What Purpose-Built AI Actually Looks Like
The distinction isn't between "AI" and "no AI." It's between AI designed for general text generation and AI designed for specific legal workflows.
Purpose-built AI for legal practice works fundamentally differently from ChatGPT or Copilot:
- It extracts rather than generates. Instead of predicting what a chronology entry should look like, it identifies and pulls specific information from your source documents. No fabrication, because there's nothing to fabricate — it's working from the material you provide.

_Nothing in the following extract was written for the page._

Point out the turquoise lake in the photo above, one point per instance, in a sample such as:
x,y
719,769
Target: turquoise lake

- Every output is pinned to source material. Page numbers, document references, dates — every finding links back to exactly where it came from. Your team can verify any entry in seconds, not minutes.
- It's structured for legal use. Chronologies come in chronology format. Breach analyses follow breach analysis structure. Intake screening captures the specific data points your practice needs, in the order your workflow expects.
- It integrates into your existing systems. Practice management, document management, email — purpose-built automation works within the tools your team already uses, not as a separate window they have to copy-paste from.
The GP and the Surgeon
Here's the analogy your clients would understand: you wouldn't ask a GP to perform cardiac surgery. Not because GPs are incompetent — they're highly trained professionals who are excellent at what they do. But cardiac surgery requires specialist training, specialist tools, and specialist context that a general practitioner doesn't have.
ChatGPT is the GP of AI. It's genuinely capable, broadly knowledgeable, and useful for general tasks. But asking it to produce a litigation chronology from case documents is like asking a GP to operate. The confidence is there. The competence isn't.
You specialise because general expertise isn't enough for complex work. Your AI should do the same.
The firms that get this right aren't avoiding AI. They're using AI that's built for the specific demands of their practice — tools that understand their document types, their workflow requirements, and the non-negotiable need for source-verified, auditable outputs.
The firms that get it wrong are the ones pasting clinical records into ChatGPT and hoping for the best. Some of them haven't been caught yet. Some of them will be.